When a readable ostrocon (a potsherd used as a writing surface) was found at a place called Khirbet Qelyafa (Hirbet Kaifeh) the fortress overlooking the Elah valley (where David fought Goliath), it changed all the hints at a nomadic group of tribes in Israel. The ostrocon dated from around the time in which king David would have lived and the inscription was interesting, both for its language, as well as its archaeological context.
    First of all, there were words in it that clearly represented some type of set kingdom such as king [מלך] and judge [שפט]. Second, there were words that were, although not non-existent in other Northwest Semitic languages, they were most typical of Hebrew, for example, "to do" [עשה] and "judge" someone [שפט]. Also, finding this ostrocon in the context of a fortress also showed the fallacy that Israel was just simply a nomadic tribe.
    Much work has been going on at Qelyafa, which fortress covers nearly 6 acres and is encircled by a 2300-foot-long city wall constructed of stones weighing up to eight tons each.
    A number of archaeologists have claimed that it might be the biblical city of Sha’arayim while many claim it was Judhaite or Canaanite fortress. This is a key strategic location in the biblical Kingdom of Judah, on the main road from Philistia and the Coastal Plain to Jerusalem and Hebron in the hill country. The city was constructed on bedrock, 2.3 hectares in area, surrounded by massive fortifications of megalithic stones. Five seasons of excavation were carried out in 2007-2011, five areas of the site were examined, and nearly 20% of the city has been uncovered. The expedition excavated 656-feet of the city wall, two gates, a pillar building like a small stable, and 10 houses. In this area one of the world's most famous battles took place, the battle between David and Goliath.
    The city has the most impressive First Temple period fortifications, including an encircling casemate city wall. The gates are of identical size, with one in the east and one in the south, and consist of four chambers. This is the only known city from the First Temple period with two gates. The urban planning of Khirbet Qeiyafa includes the casemate city wall and a belt of houses abutting the casemates, incorporating them as part of the construction. Such urban planning has not been found at any Canaanite or Philistine city, nor in the northern Kingdom of Israel, but is a typical feature of city planning in Judean cities: Beersheba, Tell Beit Mirsim, Tell en-Nasbeh and Tell Beth-Shemesh.
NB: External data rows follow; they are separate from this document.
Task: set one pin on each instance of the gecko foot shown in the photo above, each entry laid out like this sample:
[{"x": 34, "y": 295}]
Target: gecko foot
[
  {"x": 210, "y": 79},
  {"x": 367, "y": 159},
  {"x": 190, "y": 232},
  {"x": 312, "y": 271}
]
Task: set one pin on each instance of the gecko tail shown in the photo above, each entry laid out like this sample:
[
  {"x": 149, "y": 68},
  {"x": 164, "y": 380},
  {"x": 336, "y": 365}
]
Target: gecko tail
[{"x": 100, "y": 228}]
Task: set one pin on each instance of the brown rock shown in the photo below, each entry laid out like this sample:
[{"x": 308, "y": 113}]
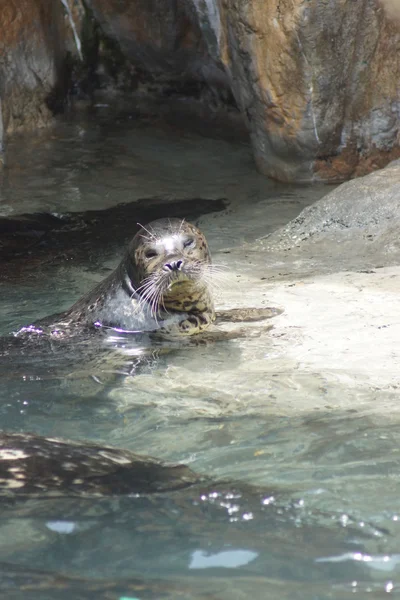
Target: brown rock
[{"x": 317, "y": 81}]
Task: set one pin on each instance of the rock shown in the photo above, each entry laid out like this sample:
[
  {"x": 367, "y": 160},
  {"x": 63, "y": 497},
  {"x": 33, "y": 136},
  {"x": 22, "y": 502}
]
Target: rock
[
  {"x": 313, "y": 80},
  {"x": 31, "y": 33},
  {"x": 316, "y": 83},
  {"x": 360, "y": 219},
  {"x": 162, "y": 38},
  {"x": 32, "y": 465}
]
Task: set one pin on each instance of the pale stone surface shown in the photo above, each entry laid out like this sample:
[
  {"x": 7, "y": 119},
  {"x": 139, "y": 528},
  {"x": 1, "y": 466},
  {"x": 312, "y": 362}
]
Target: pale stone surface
[{"x": 315, "y": 81}]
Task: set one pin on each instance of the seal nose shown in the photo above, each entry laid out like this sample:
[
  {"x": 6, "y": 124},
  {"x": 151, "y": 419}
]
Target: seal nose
[{"x": 174, "y": 265}]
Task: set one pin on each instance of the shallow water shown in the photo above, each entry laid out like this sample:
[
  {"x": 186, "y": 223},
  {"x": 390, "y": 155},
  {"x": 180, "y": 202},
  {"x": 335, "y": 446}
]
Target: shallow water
[{"x": 230, "y": 410}]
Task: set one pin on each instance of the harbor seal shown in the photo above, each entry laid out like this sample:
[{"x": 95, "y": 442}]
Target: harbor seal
[{"x": 161, "y": 285}]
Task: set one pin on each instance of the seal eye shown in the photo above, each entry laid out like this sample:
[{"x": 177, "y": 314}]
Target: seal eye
[{"x": 189, "y": 243}]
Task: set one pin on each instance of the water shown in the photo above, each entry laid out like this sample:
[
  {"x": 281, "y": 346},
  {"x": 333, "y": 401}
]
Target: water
[{"x": 310, "y": 510}]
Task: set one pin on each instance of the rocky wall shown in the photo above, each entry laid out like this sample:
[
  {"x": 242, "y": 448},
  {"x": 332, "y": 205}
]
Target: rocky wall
[{"x": 316, "y": 81}]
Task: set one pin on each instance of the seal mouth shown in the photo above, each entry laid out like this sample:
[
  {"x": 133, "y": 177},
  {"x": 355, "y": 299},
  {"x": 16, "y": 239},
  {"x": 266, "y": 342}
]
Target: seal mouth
[{"x": 164, "y": 290}]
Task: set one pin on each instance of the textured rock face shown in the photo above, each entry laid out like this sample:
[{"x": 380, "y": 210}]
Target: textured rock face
[
  {"x": 358, "y": 219},
  {"x": 31, "y": 34},
  {"x": 316, "y": 80},
  {"x": 161, "y": 37}
]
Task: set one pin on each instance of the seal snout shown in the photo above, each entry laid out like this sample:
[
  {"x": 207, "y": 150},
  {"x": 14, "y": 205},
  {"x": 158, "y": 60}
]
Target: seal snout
[{"x": 173, "y": 265}]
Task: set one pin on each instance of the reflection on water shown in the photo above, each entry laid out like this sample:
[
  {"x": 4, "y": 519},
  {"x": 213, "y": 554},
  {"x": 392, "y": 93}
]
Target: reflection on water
[{"x": 324, "y": 523}]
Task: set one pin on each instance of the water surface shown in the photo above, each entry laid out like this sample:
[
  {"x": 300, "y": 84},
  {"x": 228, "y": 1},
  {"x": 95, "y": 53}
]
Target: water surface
[{"x": 320, "y": 518}]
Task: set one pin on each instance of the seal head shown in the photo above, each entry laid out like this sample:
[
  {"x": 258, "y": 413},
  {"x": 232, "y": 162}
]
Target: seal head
[{"x": 162, "y": 283}]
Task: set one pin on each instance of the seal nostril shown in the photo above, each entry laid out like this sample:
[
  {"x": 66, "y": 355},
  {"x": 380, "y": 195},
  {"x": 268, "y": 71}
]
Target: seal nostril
[{"x": 175, "y": 265}]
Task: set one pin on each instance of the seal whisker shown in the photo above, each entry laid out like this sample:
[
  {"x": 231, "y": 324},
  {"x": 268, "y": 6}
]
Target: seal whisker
[{"x": 152, "y": 235}]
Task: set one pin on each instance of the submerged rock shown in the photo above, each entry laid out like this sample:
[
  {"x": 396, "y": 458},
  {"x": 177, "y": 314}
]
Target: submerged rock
[{"x": 32, "y": 466}]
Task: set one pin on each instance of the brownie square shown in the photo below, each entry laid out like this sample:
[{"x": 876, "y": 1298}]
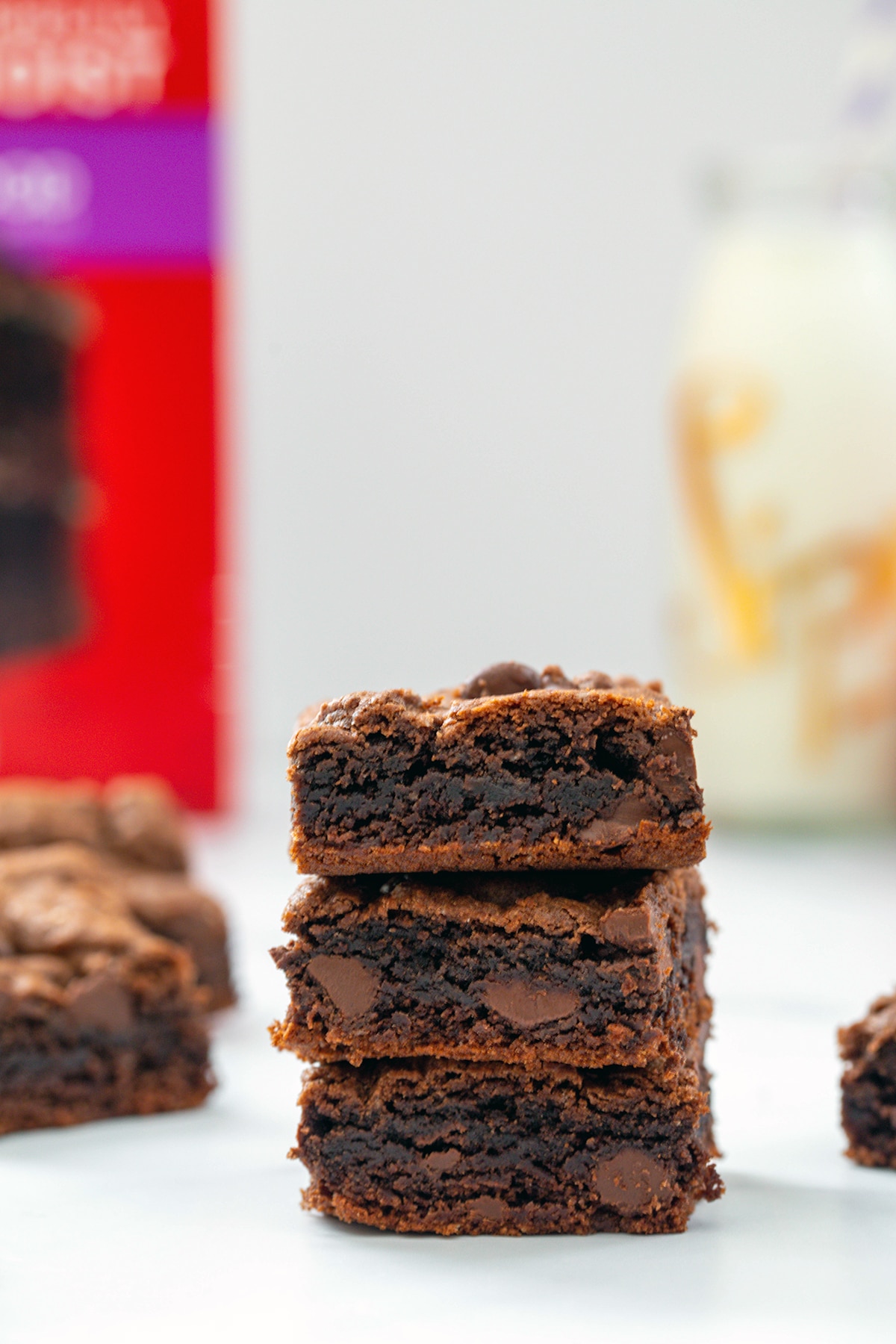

    Khirbet Qeiyafa is the earliest known example of this city plan and indicates that this pattern had already been developed by the time of King David.
    The city came to an end in a sudden destruction, as indicated by hundreds of restorable pottery vessels, stone utensils and metal objects left on the floors of the houses. Thus, during these five excavation seasons, very rich assemblages of pottery, stone tools and metal objects were found, as well as many cultic objects, scarabs, seals and the most famous Khirbet Qeiyafa ostracon, an inscription written with ink on a pottery sherd.
     The massive construction of Khirbet Qeiyafa and its urban planning clearly indicate central authority in Judah in the early 10th century BC, the time of King David.
This inscription was discovered in 2008 and dates to the late-11th/early-10th century B.C., around the time of the Biblical Saul and David. It may be the oldest Hebrew inscription yet discovered, and some scholars believe it to be Hebrew written in Early Alphabetic script, though others assert we cannot rule out other similar languages such as Phoenician.

    Ancient words for “judge,” “king,” and “slave” are visible but too many of the other letters are faded to permit a sure translation of the message.
    Since it has taken many years, in fact more than two centuries, of digging for Biblical artifacts, and now just recently discovering for certainty of the origin of the Davidic era and that of Solomon, one can only wonder how long it will take to find the same settings for Book of Mormon archaeology which, surely as that of the Bible, will one day come indisputedly out of the ground.